There's nothing I love more than her laugh, even if she's laughing at my ignorance. Muggle objects bewilder me, but that makes her chocolate mane throw back in laughter, curls flying and whipping into her face. I love the way her warm eyes are bright and alive, even in the earliest hours of the morning, they're so alert, calculating, like everything that happens is something she needs to figure out. Her hands are so soft against my skin, warm and comforting; no one's hands have ever made me feel so at home, but just with one touch I can let myself believe I've always been this in love, and there was not one time where I ever felt alone.
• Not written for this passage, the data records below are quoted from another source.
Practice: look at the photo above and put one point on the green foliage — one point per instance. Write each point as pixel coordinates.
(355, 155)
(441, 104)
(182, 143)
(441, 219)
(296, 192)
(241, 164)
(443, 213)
She looks the most beautiful at four a.m when her wild hair is even more tangled than ever before, spread across her bare shoulders, she lies across me and she snores so faintly that I can hear her cat purr in the background. Her fingers grasp my own and she pushes closer to me, and if her mouth ever parts, she drools, just slightly. She's the most beautiful then, unguarded and un-calculating, when the world is no longer a mystery and all she does is dream. At four a.m knowledge holds no value and she's just a woman who is comfortable and safe, but just happens to be the brightest witch of her age.
Marrying her was the best thing I could have ever done, it saved everything good within me. Even if our wedding consisted of bewildered stares and whispered sneers, she didn't care about my last name; she even took it on as her own. No one knew why Hermione Granger, one third of the Golden Trio would ditch a war hero Weasley to marry a Death Eater Malfoy. And yet, here she was, wrapped in my arms, whilst her finger was wrapped in a ring that I had slid so gently on, as I whispered "I do." She'd told me she didn't care what other people thought, and I could only believe that was a lie, how could she not? Over time she proved that she really did not care about the opinions of others, she knew she was terribly smart, and her own instinct ruled how she lived. That's just another thing I loved about her. It's hard for me, at four a.m when she looks so innocent in sleep, to forgive myself for every bad thing I've ever done, images taunt me against the grey early morning light but when she wakes and looks at me and kisses my lips gently I realise she doesn't give any of those things a second thought. They're the past and we're living right now, she'll look at me like she knows what I'm thinking and smile sadly, she knows there isn't anything she can do but still she tries as she whispers in my ear, all the reasons why she loves me. Soon my eyes start to close, whilst she gently combs her fingers through my hair, and laughs when I ask how to turn off the al-arm next to the bed as it beeps furiously. There's nothing I love more than her laugh.